Since I caught the financial independence bug a short 6 months ago, I have been fired up about pinpointing how I can contribute to the community. It is my dream to help others strive for mental and financial freedom by challenging their thinking, taking action, and pursuing their own aspirations. I aim to merge this vision with my data modeling and visualization skills to build capabilities that empower others to make informed decisions.

My first blog post will focus on a tool I built that presents a framework for how to approach the age-old question to rent or buy your primary property. This first model turned out to be a bit more intricate than I originally envisioned. Those that know me won’t be surprised by this, but I will strive to make smaller, bite-sized tools in the future.
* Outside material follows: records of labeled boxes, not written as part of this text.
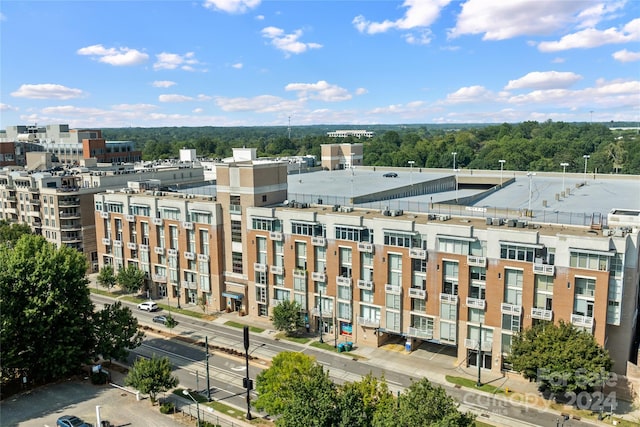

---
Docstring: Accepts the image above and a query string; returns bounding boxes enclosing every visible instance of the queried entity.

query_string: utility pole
[204,337,211,402]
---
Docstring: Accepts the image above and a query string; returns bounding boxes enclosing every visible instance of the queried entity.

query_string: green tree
[117,265,145,293]
[0,219,31,246]
[392,378,475,427]
[254,352,316,415]
[96,264,118,291]
[271,300,305,335]
[93,301,144,360]
[509,320,613,394]
[124,355,178,403]
[0,234,94,382]
[276,364,338,427]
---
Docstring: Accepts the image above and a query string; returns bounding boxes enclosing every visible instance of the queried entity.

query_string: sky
[0,0,640,129]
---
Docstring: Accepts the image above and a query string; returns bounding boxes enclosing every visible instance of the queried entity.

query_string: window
[231,221,242,242]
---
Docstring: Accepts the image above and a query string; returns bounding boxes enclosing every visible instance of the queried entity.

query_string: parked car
[138,301,158,311]
[56,415,91,427]
[153,316,169,325]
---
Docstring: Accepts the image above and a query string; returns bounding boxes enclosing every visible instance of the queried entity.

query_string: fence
[289,193,608,226]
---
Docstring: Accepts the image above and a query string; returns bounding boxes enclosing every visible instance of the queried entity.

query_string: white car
[138,301,158,311]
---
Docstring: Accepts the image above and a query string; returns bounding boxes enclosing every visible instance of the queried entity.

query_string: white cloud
[158,94,212,102]
[76,44,149,67]
[449,0,593,40]
[443,85,495,104]
[203,0,261,13]
[611,49,640,62]
[215,95,301,113]
[153,52,199,71]
[262,27,322,57]
[505,71,582,90]
[538,18,640,52]
[11,83,85,99]
[284,80,351,102]
[151,80,176,88]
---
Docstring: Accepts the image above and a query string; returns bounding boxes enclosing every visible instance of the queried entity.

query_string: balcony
[409,288,427,299]
[467,255,487,267]
[409,248,427,259]
[407,326,433,340]
[384,283,402,295]
[311,236,327,247]
[533,264,555,276]
[500,302,522,316]
[358,242,373,253]
[269,231,282,242]
[311,271,327,282]
[358,279,373,291]
[571,314,593,330]
[467,297,487,310]
[440,293,458,305]
[531,307,553,320]
[336,276,351,286]
[358,317,380,328]
[464,338,493,352]
[253,262,267,273]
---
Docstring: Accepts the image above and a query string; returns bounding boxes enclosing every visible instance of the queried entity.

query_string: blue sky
[0,0,640,128]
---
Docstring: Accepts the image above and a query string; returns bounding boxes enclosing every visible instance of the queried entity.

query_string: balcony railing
[467,297,487,310]
[253,262,267,273]
[311,236,327,246]
[440,293,458,304]
[533,264,555,276]
[531,307,553,320]
[358,279,373,291]
[500,302,522,316]
[407,326,433,340]
[384,283,402,295]
[336,276,351,286]
[409,288,427,299]
[358,317,380,328]
[467,255,487,267]
[571,314,593,329]
[311,271,327,282]
[269,231,282,242]
[358,242,373,253]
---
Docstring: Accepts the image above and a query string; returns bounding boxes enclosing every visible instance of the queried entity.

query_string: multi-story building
[95,155,640,373]
[0,162,204,271]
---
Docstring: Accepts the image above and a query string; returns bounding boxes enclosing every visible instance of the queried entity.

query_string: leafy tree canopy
[124,355,178,403]
[510,320,613,393]
[271,300,305,335]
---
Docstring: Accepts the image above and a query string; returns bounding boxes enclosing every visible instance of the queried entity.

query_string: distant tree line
[103,120,640,174]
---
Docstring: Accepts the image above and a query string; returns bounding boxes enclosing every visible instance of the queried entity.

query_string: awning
[222,292,244,299]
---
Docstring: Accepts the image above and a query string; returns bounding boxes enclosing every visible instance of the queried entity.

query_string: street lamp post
[527,172,536,217]
[498,159,506,187]
[407,160,415,185]
[182,390,200,427]
[582,154,591,185]
[560,162,569,198]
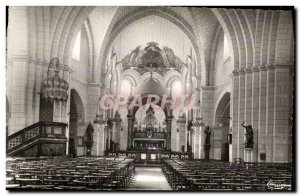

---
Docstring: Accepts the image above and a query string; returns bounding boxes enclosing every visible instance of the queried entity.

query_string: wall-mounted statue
[204,126,211,144]
[242,121,254,148]
[85,122,94,155]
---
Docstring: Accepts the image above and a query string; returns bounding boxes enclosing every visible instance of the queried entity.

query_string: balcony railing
[6,122,67,154]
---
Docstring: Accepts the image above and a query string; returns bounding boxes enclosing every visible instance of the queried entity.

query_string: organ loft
[5,6,295,191]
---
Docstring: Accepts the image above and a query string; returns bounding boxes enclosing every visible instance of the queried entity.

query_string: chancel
[6,6,295,191]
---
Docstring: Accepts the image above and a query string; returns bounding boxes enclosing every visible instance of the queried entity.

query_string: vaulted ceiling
[88,6,218,71]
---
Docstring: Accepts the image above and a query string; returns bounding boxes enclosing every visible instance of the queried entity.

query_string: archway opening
[215,92,232,161]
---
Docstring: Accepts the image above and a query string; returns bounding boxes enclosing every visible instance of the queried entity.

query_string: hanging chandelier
[41,58,69,101]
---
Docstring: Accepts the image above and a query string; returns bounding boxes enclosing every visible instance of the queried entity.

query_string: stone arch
[211,8,240,69]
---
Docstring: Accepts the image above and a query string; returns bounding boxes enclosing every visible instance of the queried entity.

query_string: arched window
[121,79,131,95]
[171,80,182,97]
[72,31,81,61]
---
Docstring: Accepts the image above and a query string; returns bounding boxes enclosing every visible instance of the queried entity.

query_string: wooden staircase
[6,121,67,157]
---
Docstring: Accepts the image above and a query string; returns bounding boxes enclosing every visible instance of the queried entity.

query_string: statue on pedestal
[242,121,254,148]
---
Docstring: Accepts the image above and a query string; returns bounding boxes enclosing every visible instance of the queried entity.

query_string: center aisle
[127,167,172,190]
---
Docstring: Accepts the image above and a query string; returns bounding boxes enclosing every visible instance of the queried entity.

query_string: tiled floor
[128,167,172,190]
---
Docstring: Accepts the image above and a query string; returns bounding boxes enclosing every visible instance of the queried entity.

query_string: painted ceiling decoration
[121,42,184,75]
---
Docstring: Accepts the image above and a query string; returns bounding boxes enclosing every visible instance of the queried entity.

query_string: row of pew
[6,157,135,191]
[162,159,293,191]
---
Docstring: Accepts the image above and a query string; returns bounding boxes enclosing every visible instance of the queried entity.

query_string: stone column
[166,116,173,150]
[230,70,240,160]
[244,67,257,160]
[244,148,253,162]
[274,64,292,162]
[237,68,246,159]
[177,114,187,152]
[251,67,260,162]
[193,116,202,159]
[199,124,206,159]
[254,65,267,161]
[127,111,134,149]
[171,118,178,151]
[113,112,122,150]
[210,126,222,160]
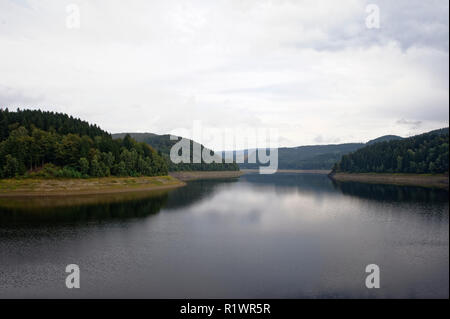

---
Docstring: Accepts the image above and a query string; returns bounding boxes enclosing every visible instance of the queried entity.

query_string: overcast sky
[0,0,449,148]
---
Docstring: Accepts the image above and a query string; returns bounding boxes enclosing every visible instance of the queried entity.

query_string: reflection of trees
[333,180,448,203]
[0,193,167,227]
[164,178,237,209]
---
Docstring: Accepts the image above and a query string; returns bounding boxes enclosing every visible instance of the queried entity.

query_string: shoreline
[328,173,449,190]
[0,175,186,198]
[0,171,244,198]
[169,170,244,182]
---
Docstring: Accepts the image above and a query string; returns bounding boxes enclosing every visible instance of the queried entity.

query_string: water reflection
[0,174,449,298]
[332,180,449,203]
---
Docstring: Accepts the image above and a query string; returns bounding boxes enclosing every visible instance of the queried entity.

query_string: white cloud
[0,0,449,147]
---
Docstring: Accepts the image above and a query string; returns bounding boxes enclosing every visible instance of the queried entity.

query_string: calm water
[0,174,449,298]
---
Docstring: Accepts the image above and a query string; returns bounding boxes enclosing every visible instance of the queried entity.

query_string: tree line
[333,128,449,174]
[0,109,167,178]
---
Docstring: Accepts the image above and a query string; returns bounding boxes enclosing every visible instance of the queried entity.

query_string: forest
[0,108,167,178]
[112,133,239,171]
[333,128,449,174]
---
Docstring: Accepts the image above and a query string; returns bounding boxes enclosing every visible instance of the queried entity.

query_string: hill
[0,109,167,178]
[366,135,403,145]
[333,128,449,174]
[112,133,239,171]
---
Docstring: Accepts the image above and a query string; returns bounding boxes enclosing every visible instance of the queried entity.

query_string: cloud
[396,119,422,129]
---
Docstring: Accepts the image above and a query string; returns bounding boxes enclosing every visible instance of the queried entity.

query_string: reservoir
[0,173,449,298]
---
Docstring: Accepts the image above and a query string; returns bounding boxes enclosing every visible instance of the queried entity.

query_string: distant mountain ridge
[333,127,449,174]
[112,133,410,171]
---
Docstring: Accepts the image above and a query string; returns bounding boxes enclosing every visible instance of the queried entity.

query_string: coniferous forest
[0,109,167,178]
[333,128,449,174]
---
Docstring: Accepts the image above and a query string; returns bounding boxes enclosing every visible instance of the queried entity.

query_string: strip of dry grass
[0,176,185,197]
[169,171,244,181]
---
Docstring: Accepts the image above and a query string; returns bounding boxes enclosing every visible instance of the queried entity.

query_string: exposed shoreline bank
[0,176,186,197]
[0,171,244,198]
[329,173,449,190]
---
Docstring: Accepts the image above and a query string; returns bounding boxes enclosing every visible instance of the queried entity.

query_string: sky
[0,0,449,149]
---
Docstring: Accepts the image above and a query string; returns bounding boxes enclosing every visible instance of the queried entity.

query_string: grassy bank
[330,173,449,190]
[169,171,244,181]
[0,176,185,197]
[241,168,331,175]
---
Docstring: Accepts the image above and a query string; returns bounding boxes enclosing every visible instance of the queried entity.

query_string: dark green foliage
[239,143,365,169]
[333,128,449,174]
[0,110,167,178]
[366,135,403,145]
[112,133,239,171]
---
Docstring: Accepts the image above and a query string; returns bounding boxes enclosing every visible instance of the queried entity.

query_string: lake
[0,173,449,298]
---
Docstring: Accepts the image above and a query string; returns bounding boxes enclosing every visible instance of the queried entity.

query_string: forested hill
[112,133,239,171]
[0,109,110,141]
[0,109,167,178]
[333,128,449,173]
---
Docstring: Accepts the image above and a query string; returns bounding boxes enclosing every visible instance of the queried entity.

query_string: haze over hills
[112,133,239,171]
[333,127,449,174]
[112,133,408,171]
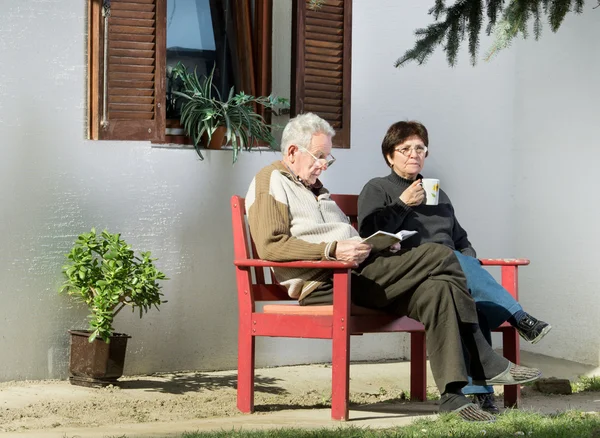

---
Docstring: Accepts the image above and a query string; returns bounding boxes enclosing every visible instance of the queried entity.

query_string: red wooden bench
[231,195,529,420]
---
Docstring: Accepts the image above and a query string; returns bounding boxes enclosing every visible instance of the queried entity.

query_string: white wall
[514,8,600,365]
[0,0,598,381]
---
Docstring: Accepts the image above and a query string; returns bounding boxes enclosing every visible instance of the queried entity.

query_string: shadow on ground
[119,373,288,395]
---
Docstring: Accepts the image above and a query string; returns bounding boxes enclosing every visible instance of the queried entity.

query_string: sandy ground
[0,362,600,435]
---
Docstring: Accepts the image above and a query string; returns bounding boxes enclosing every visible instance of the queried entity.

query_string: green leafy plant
[60,228,167,343]
[171,62,289,163]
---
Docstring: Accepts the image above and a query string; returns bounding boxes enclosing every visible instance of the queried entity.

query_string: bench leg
[331,324,350,421]
[502,327,521,408]
[237,332,255,414]
[410,332,427,401]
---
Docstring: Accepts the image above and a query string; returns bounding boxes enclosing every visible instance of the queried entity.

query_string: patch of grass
[571,376,600,392]
[176,410,600,438]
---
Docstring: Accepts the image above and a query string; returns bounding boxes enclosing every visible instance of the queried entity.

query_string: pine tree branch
[394,0,600,67]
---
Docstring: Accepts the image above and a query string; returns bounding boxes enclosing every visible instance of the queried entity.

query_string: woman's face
[387,135,427,180]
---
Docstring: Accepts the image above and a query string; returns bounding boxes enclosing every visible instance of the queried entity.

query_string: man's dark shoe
[473,362,542,386]
[515,314,552,344]
[473,393,500,415]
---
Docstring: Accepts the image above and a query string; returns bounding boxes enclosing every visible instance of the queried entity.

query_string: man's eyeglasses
[394,145,427,157]
[298,146,335,170]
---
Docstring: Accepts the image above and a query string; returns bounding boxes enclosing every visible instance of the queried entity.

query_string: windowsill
[151,142,279,152]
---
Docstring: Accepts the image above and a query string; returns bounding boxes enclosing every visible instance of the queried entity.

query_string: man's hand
[389,242,402,252]
[400,179,425,207]
[335,240,371,264]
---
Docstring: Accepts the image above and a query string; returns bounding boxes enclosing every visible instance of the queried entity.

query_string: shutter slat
[108,63,154,73]
[306,109,342,123]
[292,0,352,147]
[304,96,342,108]
[306,76,342,86]
[108,94,154,105]
[110,9,154,20]
[308,33,344,45]
[306,61,343,72]
[306,18,344,28]
[109,56,154,65]
[305,82,343,93]
[89,0,166,141]
[108,24,154,35]
[108,79,154,87]
[108,84,154,96]
[306,47,344,60]
[306,68,342,81]
[306,37,344,50]
[304,87,342,101]
[108,34,154,42]
[306,9,341,21]
[306,24,344,35]
[110,15,154,30]
[305,53,343,65]
[108,72,154,80]
[110,111,153,121]
[108,49,154,59]
[108,101,154,113]
[110,0,154,13]
[108,39,154,49]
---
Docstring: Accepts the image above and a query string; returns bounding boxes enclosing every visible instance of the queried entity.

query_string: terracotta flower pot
[69,330,131,386]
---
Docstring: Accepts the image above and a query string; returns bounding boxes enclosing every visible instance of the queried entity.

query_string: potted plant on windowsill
[171,62,289,163]
[60,228,167,386]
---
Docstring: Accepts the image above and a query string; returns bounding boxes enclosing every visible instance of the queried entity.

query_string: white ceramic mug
[421,178,440,205]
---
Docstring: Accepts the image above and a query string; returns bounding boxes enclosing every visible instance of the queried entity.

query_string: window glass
[166,0,233,119]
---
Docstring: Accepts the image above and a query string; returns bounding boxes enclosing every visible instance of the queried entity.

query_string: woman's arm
[449,202,477,257]
[358,181,410,237]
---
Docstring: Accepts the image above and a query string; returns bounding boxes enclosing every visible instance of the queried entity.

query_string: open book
[361,230,417,254]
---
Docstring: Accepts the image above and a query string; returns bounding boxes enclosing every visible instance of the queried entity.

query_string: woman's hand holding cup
[400,179,425,207]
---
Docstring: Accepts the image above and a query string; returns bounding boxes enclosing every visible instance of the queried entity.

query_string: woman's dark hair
[381,120,429,167]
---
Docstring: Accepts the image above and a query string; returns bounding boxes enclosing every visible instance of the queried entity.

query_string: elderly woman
[358,121,551,412]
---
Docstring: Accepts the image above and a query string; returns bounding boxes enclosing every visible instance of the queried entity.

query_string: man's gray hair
[281,113,335,155]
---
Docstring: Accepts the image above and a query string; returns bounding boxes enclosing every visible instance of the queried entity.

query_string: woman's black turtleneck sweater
[358,171,476,257]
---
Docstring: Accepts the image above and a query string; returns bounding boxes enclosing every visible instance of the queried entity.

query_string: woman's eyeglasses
[394,145,427,157]
[298,146,335,170]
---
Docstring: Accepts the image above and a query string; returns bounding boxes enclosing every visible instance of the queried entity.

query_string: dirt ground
[0,363,600,432]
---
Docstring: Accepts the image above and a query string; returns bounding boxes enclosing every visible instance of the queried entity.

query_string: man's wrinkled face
[287,133,333,186]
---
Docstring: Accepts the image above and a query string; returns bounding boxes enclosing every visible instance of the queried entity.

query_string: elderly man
[246,113,541,421]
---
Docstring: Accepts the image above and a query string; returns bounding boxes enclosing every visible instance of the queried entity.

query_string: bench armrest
[233,259,358,269]
[479,259,529,266]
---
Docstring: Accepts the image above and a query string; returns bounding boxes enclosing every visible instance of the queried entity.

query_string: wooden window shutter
[292,0,352,148]
[88,0,166,141]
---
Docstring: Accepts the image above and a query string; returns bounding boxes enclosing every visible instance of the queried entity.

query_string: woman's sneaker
[473,393,500,415]
[515,313,552,344]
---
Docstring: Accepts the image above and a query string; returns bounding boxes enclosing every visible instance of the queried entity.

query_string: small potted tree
[171,62,290,163]
[60,228,167,386]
I don’t want to create these tools in a black hole. I want to hear your feedback and ideas. Please consider leaving a comment or reaching out directly so we can work together and make a greater impact.

Disclaimer & Scope

I am enrolled in a CFP® Certification Professional Education Program, but I do not currently hold financial licenses or certifications. I’m making this model available to spur conversation and gather feedback. I make no promises, implied or otherwise, by sharing this tool. This tool is for experimentation and should not be used in isolation to make such an important decision. It does not provide any type of advice.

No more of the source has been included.